Mike B: Clearly Tahir, you require a more exacting recipe than I think is possible to give. What I'm saying is that the workers themselves will know "what is being attempted" as the OBU is being organized and I cannot predict what the outcome of those considerations will be: circumstances will be constantly changing. The principles embodied in the concepts of "abolishing the wage system" and "living in harmony with the Earth", I think are sufficient starting points for these dialogues vis a vis the questions you raise above. *********** Tahir:

The next sentence I can also give no credence to. The idea of proletarian democracy in some 'part of the world' strongly suggests to me a state amongst other states. But be that as it may, your suggestion certainly implies that this polity, whatever it may be, will have to get itself caught up in questions of sovereignity and defence, not to mention all the tricky questions of migration of people and goods across the 'borders' of this particular entity. Will it have a police force as well then? All of these latter points suggest that your surplus will not be going into expanded reproduction of the means of life at all, but into the maintenance of a political entity (with a low-productivity economy, rather like the Soviet Union's), an entity that is not worth supporting from a communist perspective. **************

Mike B: With Marx, I think it possible that the workers could organize sufficient might to become the dominant class and rule within a proletarian democracy where other classes were still in existence, just as the capitalists rule today within the bourgeois democracies of the world.

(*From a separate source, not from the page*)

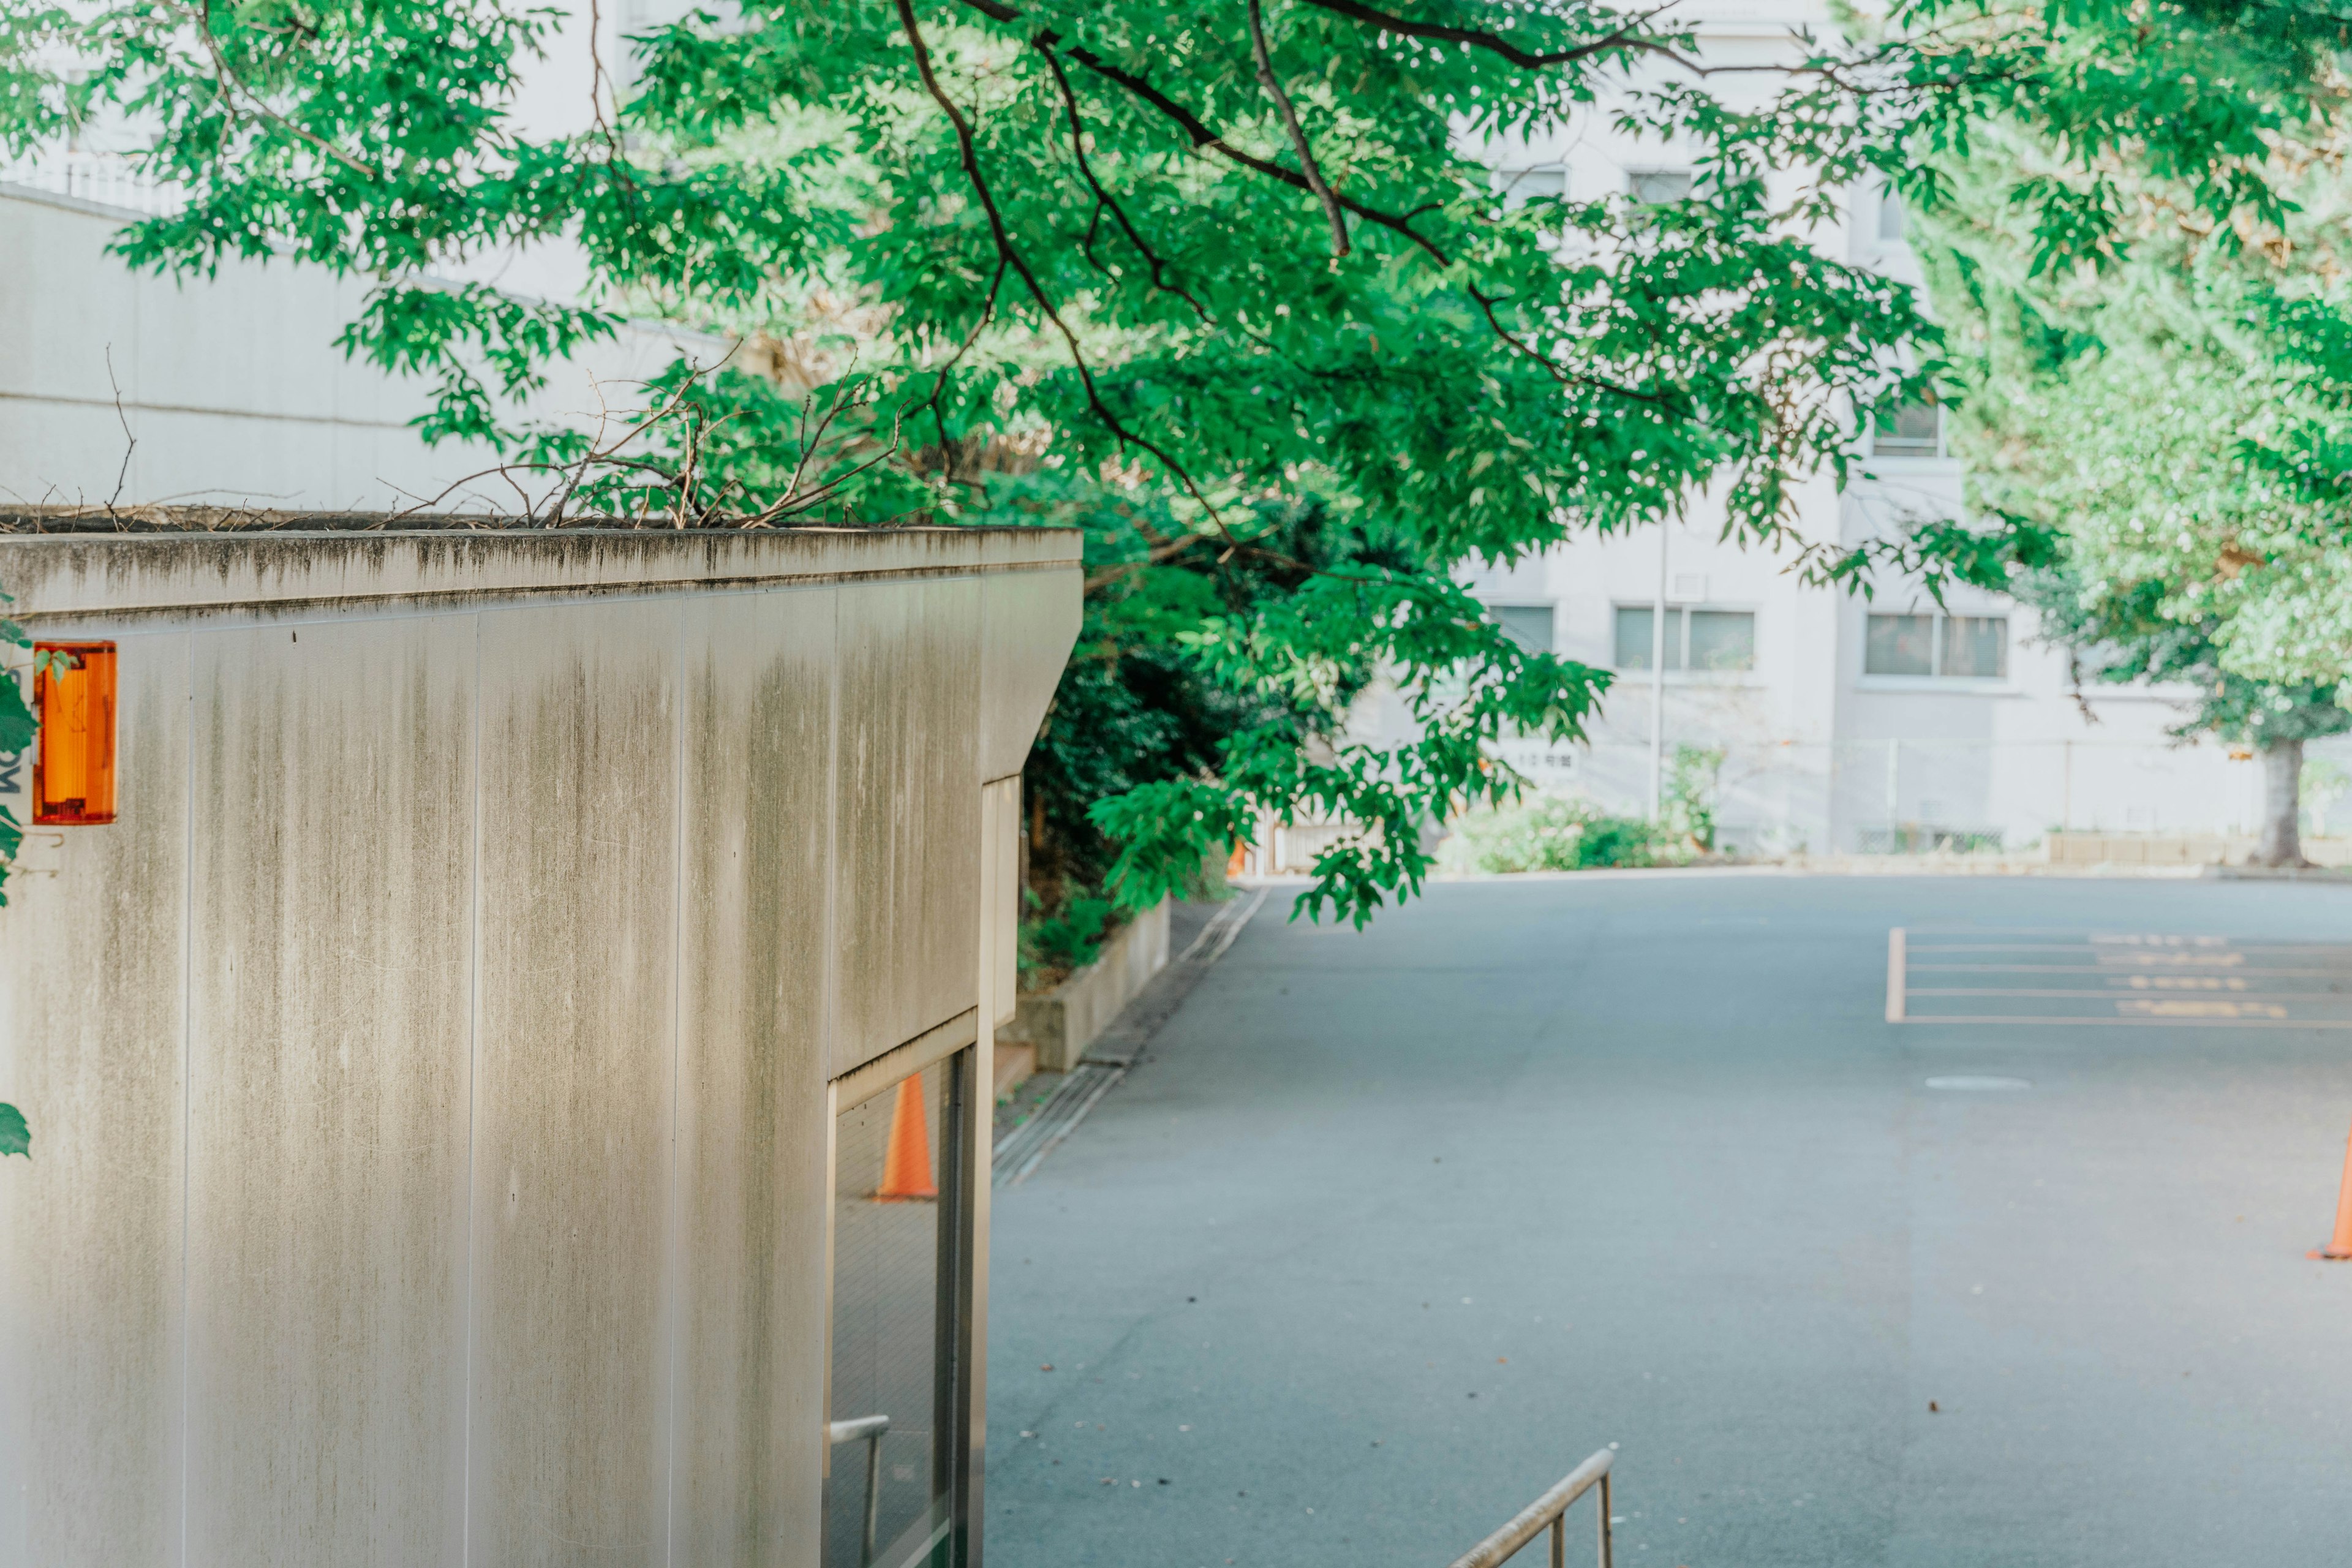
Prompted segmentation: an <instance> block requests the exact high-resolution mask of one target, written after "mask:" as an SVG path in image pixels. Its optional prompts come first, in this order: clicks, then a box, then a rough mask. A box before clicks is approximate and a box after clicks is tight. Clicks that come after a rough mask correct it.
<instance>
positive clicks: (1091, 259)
mask: <svg viewBox="0 0 2352 1568" xmlns="http://www.w3.org/2000/svg"><path fill="white" fill-rule="evenodd" d="M1047 38H1049V35H1047V33H1040V35H1037V38H1033V40H1030V47H1033V49H1037V54H1042V56H1044V63H1047V71H1051V73H1054V87H1058V89H1061V106H1063V110H1065V113H1068V118H1070V155H1073V158H1077V172H1080V174H1084V176H1087V186H1089V188H1091V190H1094V200H1096V212H1108V214H1110V221H1112V223H1117V226H1120V233H1124V235H1127V242H1129V244H1134V247H1136V254H1138V256H1143V261H1145V266H1150V270H1152V287H1155V289H1162V292H1167V294H1174V296H1176V299H1181V301H1183V303H1188V306H1192V315H1197V317H1200V320H1202V322H1207V320H1209V308H1207V306H1204V303H1200V301H1197V299H1192V294H1190V292H1188V289H1181V287H1176V284H1174V282H1169V277H1167V263H1164V261H1162V259H1160V254H1157V252H1155V249H1152V247H1150V244H1145V242H1143V235H1141V233H1136V226H1134V223H1129V221H1127V209H1124V207H1120V202H1117V197H1112V195H1110V190H1105V188H1103V181H1098V179H1096V176H1094V165H1091V162H1087V125H1084V120H1082V118H1080V113H1077V94H1075V92H1073V89H1070V73H1068V71H1063V68H1061V59H1058V56H1056V54H1054V45H1049V42H1047ZM1087 261H1094V249H1091V247H1089V249H1087ZM1096 266H1101V263H1096Z"/></svg>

You can see this kind of situation imagined by Marx in the program outlined in the "Communist Manifesto" and in his comments concerning the Paris Commune.

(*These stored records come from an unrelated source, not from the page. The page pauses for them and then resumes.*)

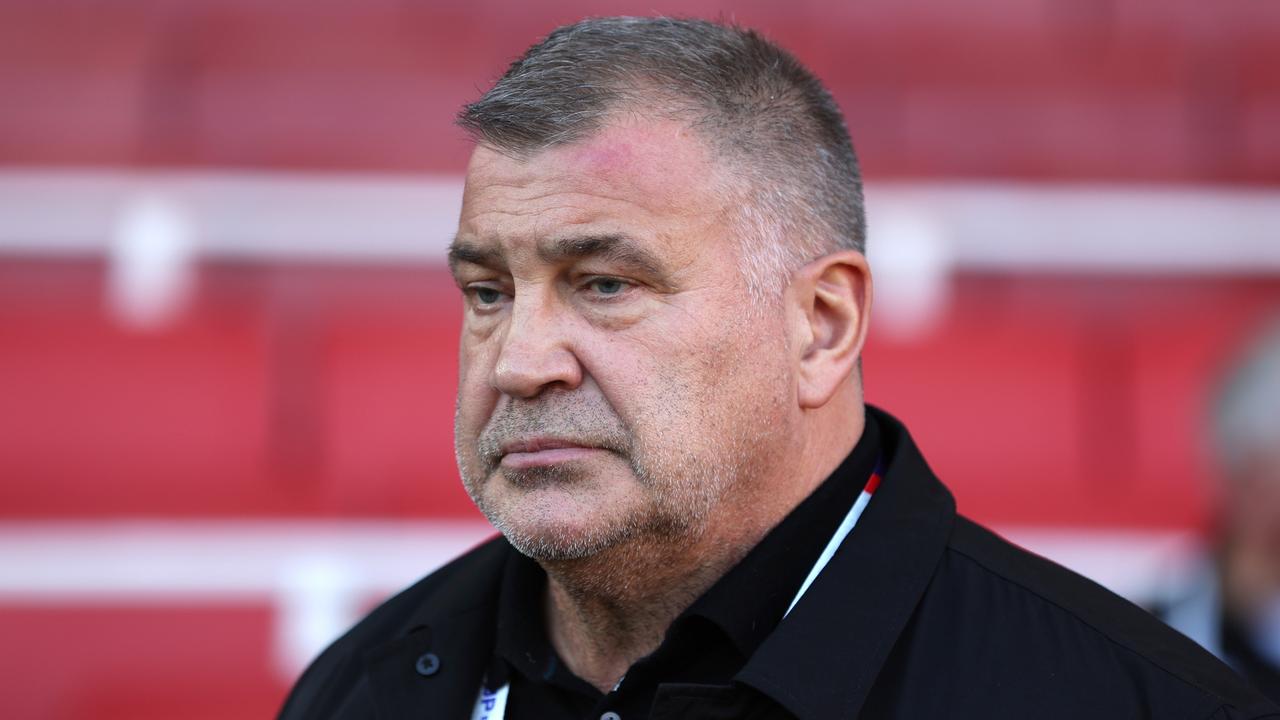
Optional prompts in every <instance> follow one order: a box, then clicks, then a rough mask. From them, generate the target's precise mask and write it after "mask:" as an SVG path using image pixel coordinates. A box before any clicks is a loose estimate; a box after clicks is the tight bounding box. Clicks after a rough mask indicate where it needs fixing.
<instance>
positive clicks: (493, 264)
mask: <svg viewBox="0 0 1280 720" xmlns="http://www.w3.org/2000/svg"><path fill="white" fill-rule="evenodd" d="M462 263H470V264H472V265H483V266H485V268H498V269H500V268H506V266H507V263H506V261H504V260H503V258H502V254H500V252H498V251H497V250H490V249H486V247H481V246H479V245H475V243H474V242H467V241H465V240H462V238H460V237H454V238H453V242H451V243H449V272H451V273H453V274H454V275H456V274H458V265H460V264H462Z"/></svg>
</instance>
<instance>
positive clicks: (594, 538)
mask: <svg viewBox="0 0 1280 720" xmlns="http://www.w3.org/2000/svg"><path fill="white" fill-rule="evenodd" d="M490 521H493V524H494V527H497V528H498V530H500V532H502V534H503V536H504V537H506V538H507V542H509V543H511V544H512V547H515V548H516V550H518V551H520V552H522V553H524V555H527V556H529V557H532V559H534V560H541V561H559V560H584V559H586V557H593V556H595V555H599V553H600V552H604V551H607V550H609V548H613V547H617V546H618V544H621V543H623V542H626V539H627V537H628V533H627V532H626V530H625V529H612V530H605V529H603V528H584V527H581V525H580V523H575V524H564V525H539V527H530V525H529V524H526V523H504V521H500V519H494V518H490Z"/></svg>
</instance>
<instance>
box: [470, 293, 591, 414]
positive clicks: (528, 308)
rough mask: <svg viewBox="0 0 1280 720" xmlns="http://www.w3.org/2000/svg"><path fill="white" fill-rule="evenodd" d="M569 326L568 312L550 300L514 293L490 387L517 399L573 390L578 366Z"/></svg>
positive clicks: (575, 385) (580, 373)
mask: <svg viewBox="0 0 1280 720" xmlns="http://www.w3.org/2000/svg"><path fill="white" fill-rule="evenodd" d="M571 324H572V319H571V318H568V313H567V311H566V310H564V309H562V307H559V306H558V304H557V302H556V301H554V300H550V299H544V297H538V296H535V295H531V293H525V296H524V297H521V296H520V293H517V296H516V300H515V301H513V304H512V309H511V315H509V316H508V320H507V328H506V333H504V336H503V337H502V341H500V342H502V346H500V348H499V350H498V361H497V363H494V366H493V377H492V383H493V386H494V387H495V388H497V389H498V391H499V392H502V393H504V395H509V396H512V397H521V398H529V397H534V396H536V395H538V393H540V392H543V389H545V388H548V387H553V386H562V387H563V388H567V389H572V388H576V387H577V386H579V384H580V383H581V382H582V366H581V365H580V364H579V360H577V356H576V355H573V351H572V343H571V342H570V331H571Z"/></svg>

Like you, Tahir, I would prefer to see the whole of the Earth's producers organized in the Industrial Workers of the World, all at once, so that these messy questions would never have to arise or have to be dealt with. However, IF, by the grace of Joe Hill, the workers of say the oft despised "North" were to get it together and start ruling their regions before say, the workers of the much admired "South" did, I would applaud these workers and join with them in solidarity.

As for the Soviet Union, as you well know (referring to your web site), there was much enthusiasm and support for the workers in that part of the world, from other workers in the world, when the workers of the Czarist Empire first arose and created their own workers' councils. A lot of class conscious workers, both in and out of the Soviet Union, knew that that revolution would not survive on its own without successful revolutions in the more industrialized countries. The rest is history. *************

Tahir:

Anyway Mike, this thinking gives you an idea as to why I think that the communist movement can only be an international one that organises itself completely independently of all states and their territories, and refuses by to be a part of any statist solutions whatsoever. It must of course pressure those who do rule states into making reforms and various other sorts of retreats. That should go without saying. Anyway I'm not sure I can add anything further to these ideas at this stage. If you want to know a political tendency, some of whose ideas I think I share, you might check out the n + 1 people at: http://www.quinterna.org/lingue/english/0_english.htm

*********

Interesting site. I wish you and your comrades well, Tahir. On matters of principle, like the need to abolish wage labour in order to achieve socialism, I think we're closely aligned. On more specific matters, like which reforms are concealed measures of reaction and which actually give proles back more control of their lives...well, you know how it is on the left where people think for themselves...there will be argument and sometimes even, agreement.